=head1 NAME
MimeMagic - provides eval test checking MIME types from header and file name/content.
=head1 SYNOPSIS
loadplugin Mail::SpamAssassin::Plugin::MimeMagic /usr/local/etc/mail/spamassassin/plugins/MimeMagic.pm
mimemagic_map application/ole-document application/ole-storage
describe TYPE_MISMATCH Content type mismatch
header TYPE_MISMATCH eval:mimemagic_mismatch()
score TYPE_MISMATCH 0.5
describe EXE_MISMATCH Content type mismatch for executable file
header EXE_MISMATCH eval:mimemagic_mismatch_datatype('executable')
score EXE_MISMATCH 2.0
describe ZIPRAR_MISMATCH ZIP file name for RAR file
header ZIPRAR_MISMATCH eval:mimemagic_mismatch('-','/zip','/rar')
score ZIPRAR_MISMATCH 1.0
describe OFFICE_MISMATCH Office document type mismatch
header OFFICE_MISMATCH eval:mimemagic_mismatch_extension('doc','rtf','xls')
score OFFICE_MISMATCH 0.5
describe OLE_ATTACH OLE part attached
header OLE_ATTACH eval:mimemagic_find_datatype('application/ole-storage')
score OLE_ATTACH 0.01
=head1 DESCRIPTION
This module provides eval tests for MIME types and mismatches between part
MIME content type, file name, and file content.
=head1 REQUIREMENT
=over
=item *
SpamAssassin
=item *
IO:Scalar
=item *
File::MimeInfo::Magic
=item *
freedesktop mime database
=back
=head1 CONFIGURATION
=head2 Eval tests
The find tests simply checks if there is a part matching the specified
criteria.
The mismatch tests all checks for differences between the MIME type
specified for a part, the parts file extension (if any), and what the
parts contents looks like.
=over
=item mimemagic_find
Optional parameters (in the order as listed):
=over
=item *
extension as in mimemagic_find_extension
=item *
mime type as in mimemagic_find_extensiontype
=item *
mime type as in mimemagic_find_datatype
=item *
mime type as in mimemagic_find_contenttype
=back
Check for parts matching the provided parameters or
any part at all if no parameters are specified.

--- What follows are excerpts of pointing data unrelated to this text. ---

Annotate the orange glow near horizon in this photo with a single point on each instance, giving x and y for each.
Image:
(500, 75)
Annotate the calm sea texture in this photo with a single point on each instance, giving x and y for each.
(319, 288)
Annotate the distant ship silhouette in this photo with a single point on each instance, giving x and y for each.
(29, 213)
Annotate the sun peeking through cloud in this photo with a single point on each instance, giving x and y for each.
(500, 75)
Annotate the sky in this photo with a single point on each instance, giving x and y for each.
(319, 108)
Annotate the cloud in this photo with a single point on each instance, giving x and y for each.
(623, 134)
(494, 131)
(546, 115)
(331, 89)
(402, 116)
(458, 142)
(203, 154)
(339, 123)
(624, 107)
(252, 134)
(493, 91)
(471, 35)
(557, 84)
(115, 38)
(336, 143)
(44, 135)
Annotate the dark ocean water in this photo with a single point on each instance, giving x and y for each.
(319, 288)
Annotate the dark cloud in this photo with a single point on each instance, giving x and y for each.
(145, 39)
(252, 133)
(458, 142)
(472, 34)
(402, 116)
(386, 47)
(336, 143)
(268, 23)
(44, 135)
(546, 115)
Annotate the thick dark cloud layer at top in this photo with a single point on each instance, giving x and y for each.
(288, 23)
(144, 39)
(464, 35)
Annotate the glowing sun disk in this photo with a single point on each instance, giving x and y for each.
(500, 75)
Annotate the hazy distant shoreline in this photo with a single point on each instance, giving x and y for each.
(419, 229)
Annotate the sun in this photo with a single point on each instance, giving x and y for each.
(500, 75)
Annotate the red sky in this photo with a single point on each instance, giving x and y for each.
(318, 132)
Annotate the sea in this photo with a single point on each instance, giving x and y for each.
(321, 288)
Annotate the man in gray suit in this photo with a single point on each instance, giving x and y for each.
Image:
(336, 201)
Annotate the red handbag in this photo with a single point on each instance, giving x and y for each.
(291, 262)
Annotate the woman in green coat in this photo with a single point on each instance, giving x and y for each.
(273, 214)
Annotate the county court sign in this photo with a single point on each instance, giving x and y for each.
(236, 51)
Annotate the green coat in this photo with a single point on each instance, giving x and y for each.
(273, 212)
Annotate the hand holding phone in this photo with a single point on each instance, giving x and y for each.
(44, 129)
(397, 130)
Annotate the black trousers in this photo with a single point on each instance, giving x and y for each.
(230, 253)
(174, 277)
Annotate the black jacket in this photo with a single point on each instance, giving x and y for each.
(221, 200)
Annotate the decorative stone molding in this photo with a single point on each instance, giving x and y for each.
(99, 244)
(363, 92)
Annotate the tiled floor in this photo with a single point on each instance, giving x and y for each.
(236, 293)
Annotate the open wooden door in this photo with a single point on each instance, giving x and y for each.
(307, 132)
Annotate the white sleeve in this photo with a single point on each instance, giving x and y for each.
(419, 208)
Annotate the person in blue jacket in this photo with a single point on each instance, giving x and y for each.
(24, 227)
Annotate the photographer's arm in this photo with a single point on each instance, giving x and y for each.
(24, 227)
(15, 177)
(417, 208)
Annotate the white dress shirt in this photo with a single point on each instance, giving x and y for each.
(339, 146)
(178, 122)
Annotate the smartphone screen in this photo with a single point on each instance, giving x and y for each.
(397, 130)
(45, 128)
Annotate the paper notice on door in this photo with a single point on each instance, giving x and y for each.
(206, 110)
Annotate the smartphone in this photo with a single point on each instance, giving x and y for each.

=item mimemagic_find_extension
Required parameter: extension
Check for parts with a file name matching the specified extension.
Specifying the extension '' will match empty file names and file
names without extension but not parts without a file name.
=item mimemagic_find_extensiontype
Required parameter: MIME type
Check for parts with a file name with a extension mapped to the
specified MIME type.
=item mimemagic_find_datatype
Required parameter: MIME type
Check for parts with content that seems to be of the specified
MIME type.
=item mimemagic_find_contenttype
Required parameter: MIME type
Check for parts with a a content type matching the specified
MIME type.
=item mimemagic_mismatch
Optional parameters (in the order as listed):
=over
=item *
extension as in mimemagic_mismatch_extension
=item *
mime type as in mimemagic_mismatch_extensiontype
=item *
mime type as in mimemagic_mismatch_datatype
=item *
mime type as in mimemagic_mismatch_contenttype
=back
Checks all parts matching the provided parameters or
all parts if no parameters are specified.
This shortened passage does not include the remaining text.